Unfortunately Jeff Jacoby is right about the Sandy Hook tragedy:
How can such terrible evil be thwarted? The desperate need for answers – better yet, for an answer – is always palpable after a Newtown, an Aurora, a Columbine. That urge to turn back cruelty, to find effective responses to anguish and pain, is so intensely human. The yearning for an end to suffering runs deep in our species, and at its best has been a powerful force for justice and progress. “We can’t tolerate this anymore,” President Obama said in Connecticut on Sunday. “These tragedies must end.” At the level of heart and gut, who doesn’t share that feeling?
But tragedy will always be part of the human condition. Some evils we can never hope to eliminate – not even with the best will in the world. No regulation or reform can undo all homicidal insanity. Still less can legislation guarantee universal integrity and decent character.
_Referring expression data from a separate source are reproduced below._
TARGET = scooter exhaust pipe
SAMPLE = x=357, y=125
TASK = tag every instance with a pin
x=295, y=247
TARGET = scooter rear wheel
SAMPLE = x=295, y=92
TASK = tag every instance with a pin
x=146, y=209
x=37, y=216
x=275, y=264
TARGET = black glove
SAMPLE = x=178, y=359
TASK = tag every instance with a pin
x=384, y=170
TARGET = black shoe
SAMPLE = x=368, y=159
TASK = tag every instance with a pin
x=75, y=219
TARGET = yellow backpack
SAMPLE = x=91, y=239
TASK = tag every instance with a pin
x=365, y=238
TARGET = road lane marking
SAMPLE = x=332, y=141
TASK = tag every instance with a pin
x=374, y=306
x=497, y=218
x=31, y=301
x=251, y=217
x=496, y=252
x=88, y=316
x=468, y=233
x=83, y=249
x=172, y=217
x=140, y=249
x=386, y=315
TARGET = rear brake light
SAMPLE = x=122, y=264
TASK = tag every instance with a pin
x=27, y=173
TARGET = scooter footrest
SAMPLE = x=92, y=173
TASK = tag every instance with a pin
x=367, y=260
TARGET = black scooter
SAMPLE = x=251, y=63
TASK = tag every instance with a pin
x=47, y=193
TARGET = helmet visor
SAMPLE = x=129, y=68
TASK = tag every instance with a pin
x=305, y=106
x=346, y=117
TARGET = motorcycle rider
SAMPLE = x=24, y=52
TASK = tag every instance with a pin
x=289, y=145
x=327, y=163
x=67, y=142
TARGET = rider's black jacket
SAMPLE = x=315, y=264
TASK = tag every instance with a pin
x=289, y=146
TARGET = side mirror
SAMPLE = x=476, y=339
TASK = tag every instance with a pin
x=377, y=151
It will always take more than law and politics to make men and women kind, honest, and moral.
None of the nostrums prescribed after this year’s shooting rampages in Connecticut and Colorado would guarantee that nothing like them will ever recur. Stringent gun laws haven’t prevented frightful massacres of students in Norway, Germany, and the United Kingdom. There were mass killings in America long before there were video games – and long before the Supreme Court ruled prayer in public school unconstitutional.